Gedämpfte Euphorie für leere Firmenhülle

Um SPACs hatte es seit 2020 vor allem in den USA eine regelrechte Euphoriewelle gegeben. Allein im vergangenen Jahr wurden nach Daten von Renaissance Capital 604 dieser leeren Firmenhüllen an die Börse gebracht, die 144 Milliarden Dollar einsammelten. Auch deutsche Start-ups gingen an die US-Börse, indem sie sich von SPACs mit Milliardenbewertungen übernehmen ließen: etwa das Flugtaxi-Startup Lilium.

Doch die Begeisterung kühlte seit Mitte 2021 ab, nachdem sich viele der jungen Unternehmen als nicht börsenreif entpuppten. In zahlreichen Fällen lehnten die Investoren die Übernahmen ab und forderten ihr Geld zurück.

Mehr Transparenz fordert die SEC in dem Entwurf auch, was die Initiatoren (Sponsoren) der SPACs, deren finanzielle Vorteile und mögliche Interessenskonflikte betrifft. Die Sponsoren bekommen für ihre Arbeit meistens kostenlos Anteile am SPAC. Die Behörde fordert auch unabhängige Überprüfungen, ob die Übernahme des ins Visier genommenen Zielunternehmens ("de-SPAC") für die Anleger wirklich vorteilhaft ist. Zur Verantwortung ziehen will sie auch Wirtschaftsprüfer, Anwälte und Investmentbanken - für die Zeit vor dem Börsengang und danach.

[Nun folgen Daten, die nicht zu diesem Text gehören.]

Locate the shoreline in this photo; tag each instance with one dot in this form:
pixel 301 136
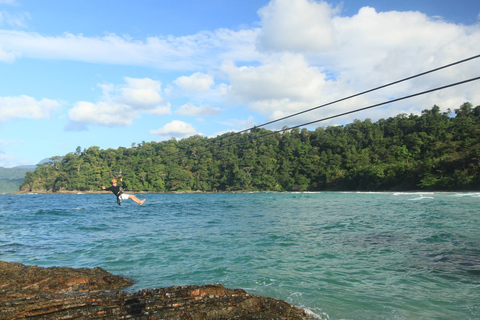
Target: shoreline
pixel 239 191
pixel 67 293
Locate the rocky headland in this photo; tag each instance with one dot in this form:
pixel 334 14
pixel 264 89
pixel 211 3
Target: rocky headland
pixel 31 292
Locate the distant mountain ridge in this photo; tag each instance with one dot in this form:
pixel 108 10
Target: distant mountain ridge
pixel 11 178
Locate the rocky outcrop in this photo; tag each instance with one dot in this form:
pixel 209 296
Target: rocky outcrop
pixel 28 292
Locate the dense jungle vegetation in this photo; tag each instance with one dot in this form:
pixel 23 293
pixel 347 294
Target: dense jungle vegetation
pixel 431 151
pixel 10 178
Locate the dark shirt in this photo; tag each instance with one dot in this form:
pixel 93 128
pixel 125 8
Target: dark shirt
pixel 118 190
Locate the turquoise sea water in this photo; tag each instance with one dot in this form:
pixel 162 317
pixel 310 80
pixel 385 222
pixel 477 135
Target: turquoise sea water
pixel 339 255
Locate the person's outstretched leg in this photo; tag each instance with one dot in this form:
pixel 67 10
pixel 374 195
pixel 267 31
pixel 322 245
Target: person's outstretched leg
pixel 140 202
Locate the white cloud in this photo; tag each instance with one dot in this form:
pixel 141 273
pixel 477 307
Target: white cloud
pixel 296 25
pixel 197 82
pixel 354 54
pixel 175 128
pixel 281 86
pixel 12 2
pixel 119 105
pixel 169 53
pixel 189 109
pixel 304 53
pixel 25 107
pixel 14 20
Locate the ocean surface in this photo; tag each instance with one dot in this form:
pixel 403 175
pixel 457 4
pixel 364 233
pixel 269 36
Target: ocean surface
pixel 338 255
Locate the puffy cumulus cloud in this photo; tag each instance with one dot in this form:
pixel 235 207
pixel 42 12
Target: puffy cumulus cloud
pixel 176 128
pixel 119 105
pixel 26 107
pixel 278 87
pixel 15 20
pixel 142 93
pixel 189 109
pixel 354 54
pixel 197 82
pixel 296 25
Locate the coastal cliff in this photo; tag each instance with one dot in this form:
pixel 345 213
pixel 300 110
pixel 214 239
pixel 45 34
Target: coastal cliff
pixel 65 293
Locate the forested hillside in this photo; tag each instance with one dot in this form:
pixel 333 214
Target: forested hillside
pixel 10 178
pixel 433 151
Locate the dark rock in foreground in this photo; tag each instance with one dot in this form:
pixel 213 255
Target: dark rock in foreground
pixel 66 293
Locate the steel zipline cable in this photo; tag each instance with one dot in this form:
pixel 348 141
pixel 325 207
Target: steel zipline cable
pixel 365 108
pixel 361 93
pixel 350 97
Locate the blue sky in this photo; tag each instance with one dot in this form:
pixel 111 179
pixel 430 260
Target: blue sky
pixel 112 73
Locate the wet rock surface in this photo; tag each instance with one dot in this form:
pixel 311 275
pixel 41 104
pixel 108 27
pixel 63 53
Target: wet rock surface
pixel 28 292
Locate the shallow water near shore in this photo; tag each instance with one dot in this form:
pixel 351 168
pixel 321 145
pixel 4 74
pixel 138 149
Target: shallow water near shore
pixel 338 255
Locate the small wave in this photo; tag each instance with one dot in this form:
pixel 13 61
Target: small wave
pixel 317 314
pixel 421 198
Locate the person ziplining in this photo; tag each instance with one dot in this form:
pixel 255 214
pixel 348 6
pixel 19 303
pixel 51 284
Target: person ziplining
pixel 118 191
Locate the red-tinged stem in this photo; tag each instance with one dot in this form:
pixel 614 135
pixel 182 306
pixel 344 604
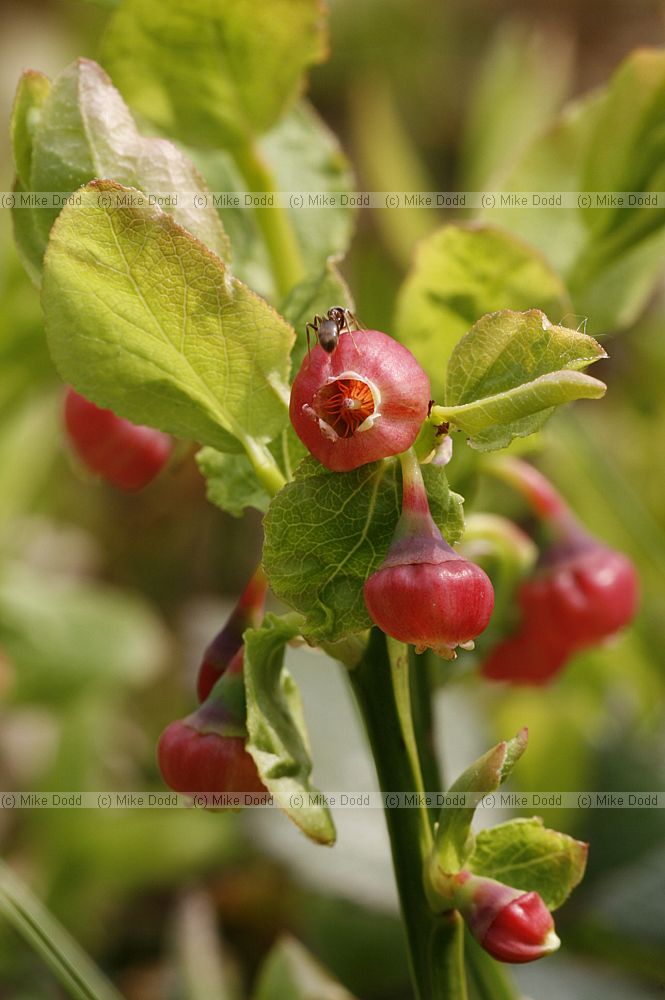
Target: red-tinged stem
pixel 536 489
pixel 416 519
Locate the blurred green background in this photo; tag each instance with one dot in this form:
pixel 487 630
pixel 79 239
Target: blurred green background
pixel 102 623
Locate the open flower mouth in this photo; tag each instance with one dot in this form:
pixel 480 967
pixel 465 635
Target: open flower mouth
pixel 346 404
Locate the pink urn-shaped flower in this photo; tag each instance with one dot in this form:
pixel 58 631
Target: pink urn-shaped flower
pixel 425 593
pixel 581 592
pixel 364 401
pixel 205 752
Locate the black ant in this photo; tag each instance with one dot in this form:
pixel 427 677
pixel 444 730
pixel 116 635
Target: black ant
pixel 328 328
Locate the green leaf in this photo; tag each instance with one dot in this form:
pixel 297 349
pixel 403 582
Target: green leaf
pixel 302 155
pixel 290 971
pixel 31 93
pixel 510 370
pixel 73 968
pixel 526 855
pixel 459 274
pixel 316 294
pixel 609 251
pixel 86 131
pixel 277 736
pixel 305 156
pixel 213 74
pixel 231 482
pixel 326 532
pixel 145 320
pixel 28 238
pixel 454 840
pixel 64 636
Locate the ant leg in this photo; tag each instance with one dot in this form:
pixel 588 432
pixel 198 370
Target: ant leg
pixel 308 327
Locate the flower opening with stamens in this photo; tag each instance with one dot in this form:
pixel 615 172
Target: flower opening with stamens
pixel 364 401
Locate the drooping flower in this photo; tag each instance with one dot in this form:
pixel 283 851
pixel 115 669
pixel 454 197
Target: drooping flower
pixel 580 594
pixel 425 593
pixel 205 752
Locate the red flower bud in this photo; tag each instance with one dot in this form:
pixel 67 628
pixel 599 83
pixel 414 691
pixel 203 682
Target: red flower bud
pixel 206 751
pixel 227 644
pixel 522 931
pixel 126 455
pixel 425 593
pixel 513 926
pixel 362 402
pixel 192 761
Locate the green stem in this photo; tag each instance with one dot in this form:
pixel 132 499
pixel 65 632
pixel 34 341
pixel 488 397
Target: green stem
pixel 434 941
pixel 283 250
pixel 400 672
pixel 266 468
pixel 490 979
pixel 423 724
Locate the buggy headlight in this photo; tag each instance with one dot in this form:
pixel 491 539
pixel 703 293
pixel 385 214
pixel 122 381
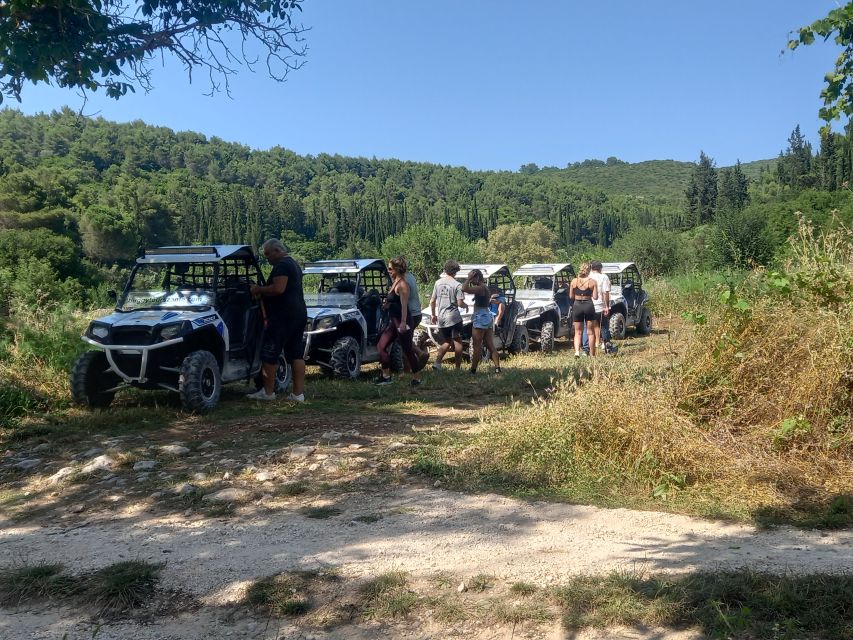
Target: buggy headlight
pixel 327 322
pixel 169 331
pixel 99 331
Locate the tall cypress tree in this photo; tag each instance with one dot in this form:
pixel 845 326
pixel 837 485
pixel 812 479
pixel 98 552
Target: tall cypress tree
pixel 702 192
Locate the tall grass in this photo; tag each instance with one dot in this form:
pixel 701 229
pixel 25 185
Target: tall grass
pixel 37 352
pixel 755 418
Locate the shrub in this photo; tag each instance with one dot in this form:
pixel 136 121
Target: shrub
pixel 657 252
pixel 426 247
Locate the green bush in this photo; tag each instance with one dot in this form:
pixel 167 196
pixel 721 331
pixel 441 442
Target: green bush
pixel 426 247
pixel 656 251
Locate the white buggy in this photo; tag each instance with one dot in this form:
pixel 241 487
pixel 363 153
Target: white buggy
pixel 186 322
pixel 544 293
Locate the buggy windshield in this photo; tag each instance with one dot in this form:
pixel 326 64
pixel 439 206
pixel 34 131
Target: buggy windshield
pixel 329 299
pixel 170 286
pixel 534 294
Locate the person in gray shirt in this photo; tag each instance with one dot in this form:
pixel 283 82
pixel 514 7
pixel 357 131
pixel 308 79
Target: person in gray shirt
pixel 447 299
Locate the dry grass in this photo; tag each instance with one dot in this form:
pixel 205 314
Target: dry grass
pixel 753 419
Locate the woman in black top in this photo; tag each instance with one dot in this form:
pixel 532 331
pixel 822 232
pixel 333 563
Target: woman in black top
pixel 397 306
pixel 482 322
pixel 583 290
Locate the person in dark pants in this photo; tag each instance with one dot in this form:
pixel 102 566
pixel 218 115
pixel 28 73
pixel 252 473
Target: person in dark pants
pixel 286 317
pixel 602 306
pixel 583 290
pixel 399 319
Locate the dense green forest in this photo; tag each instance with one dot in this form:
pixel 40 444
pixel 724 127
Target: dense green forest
pixel 79 197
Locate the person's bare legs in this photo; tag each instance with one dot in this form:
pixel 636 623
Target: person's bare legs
pixel 477 348
pixel 490 343
pixel 269 377
pixel 590 331
pixel 597 334
pixel 578 337
pixel 441 351
pixel 297 368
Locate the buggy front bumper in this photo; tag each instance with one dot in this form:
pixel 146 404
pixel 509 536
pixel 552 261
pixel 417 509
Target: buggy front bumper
pixel 130 349
pixel 307 338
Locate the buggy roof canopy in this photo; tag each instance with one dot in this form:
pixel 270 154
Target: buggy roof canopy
pixel 615 267
pixel 343 266
pixel 488 269
pixel 535 269
pixel 209 253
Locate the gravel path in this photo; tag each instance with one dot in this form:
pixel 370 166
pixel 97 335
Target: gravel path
pixel 423 531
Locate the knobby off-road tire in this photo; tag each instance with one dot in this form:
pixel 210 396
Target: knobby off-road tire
pixel 644 326
pixel 486 354
pixel 90 378
pixel 617 326
pixel 546 337
pixel 283 377
pixel 200 383
pixel 346 357
pixel 421 339
pixel 520 340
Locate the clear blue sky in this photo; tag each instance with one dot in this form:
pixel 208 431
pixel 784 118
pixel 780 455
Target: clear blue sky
pixel 494 84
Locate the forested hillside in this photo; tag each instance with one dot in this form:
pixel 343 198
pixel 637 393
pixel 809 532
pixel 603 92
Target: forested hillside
pixel 80 197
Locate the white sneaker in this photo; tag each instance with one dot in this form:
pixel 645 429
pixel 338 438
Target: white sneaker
pixel 261 394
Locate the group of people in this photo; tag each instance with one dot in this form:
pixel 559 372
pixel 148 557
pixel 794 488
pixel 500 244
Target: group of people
pixel 447 300
pixel 590 295
pixel 286 315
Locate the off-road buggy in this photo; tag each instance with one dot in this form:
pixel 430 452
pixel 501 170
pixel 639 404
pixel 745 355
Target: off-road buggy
pixel 628 299
pixel 511 334
pixel 544 293
pixel 185 322
pixel 344 299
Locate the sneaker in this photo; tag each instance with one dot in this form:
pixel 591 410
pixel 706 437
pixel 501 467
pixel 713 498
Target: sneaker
pixel 261 394
pixel 423 359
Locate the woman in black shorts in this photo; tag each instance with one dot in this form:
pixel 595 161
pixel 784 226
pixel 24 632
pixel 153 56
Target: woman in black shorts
pixel 583 290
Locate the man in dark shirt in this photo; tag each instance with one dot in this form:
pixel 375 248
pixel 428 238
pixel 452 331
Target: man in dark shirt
pixel 286 317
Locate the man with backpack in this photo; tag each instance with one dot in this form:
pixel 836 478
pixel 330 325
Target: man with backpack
pixel 447 299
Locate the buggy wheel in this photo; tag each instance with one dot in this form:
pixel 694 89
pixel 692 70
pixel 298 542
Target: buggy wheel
pixel 346 357
pixel 485 354
pixel 283 377
pixel 546 337
pixel 92 379
pixel 617 326
pixel 520 340
pixel 421 339
pixel 396 354
pixel 200 384
pixel 644 326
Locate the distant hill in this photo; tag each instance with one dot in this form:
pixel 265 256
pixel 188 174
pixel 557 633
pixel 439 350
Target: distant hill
pixel 658 179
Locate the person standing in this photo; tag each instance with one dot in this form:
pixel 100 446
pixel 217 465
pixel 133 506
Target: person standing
pixel 482 322
pixel 397 306
pixel 286 316
pixel 601 305
pixel 583 290
pixel 446 300
pixel 415 310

In Europa sind traditionelle Börsengänge weit weniger rigide reglementiert. Investmentbanker und Anwälte bezweifeln daher die Attraktivität von SPACs außerhalb der USA. Trotzdem hatte voriges Jahr eine Handvoll Unternehmen in Deutschland über diesen Umweg an die Börse gewagt, darunter das Kinder-Hörspiel-Startup Tonies und der Reisevermittler HomeToGo.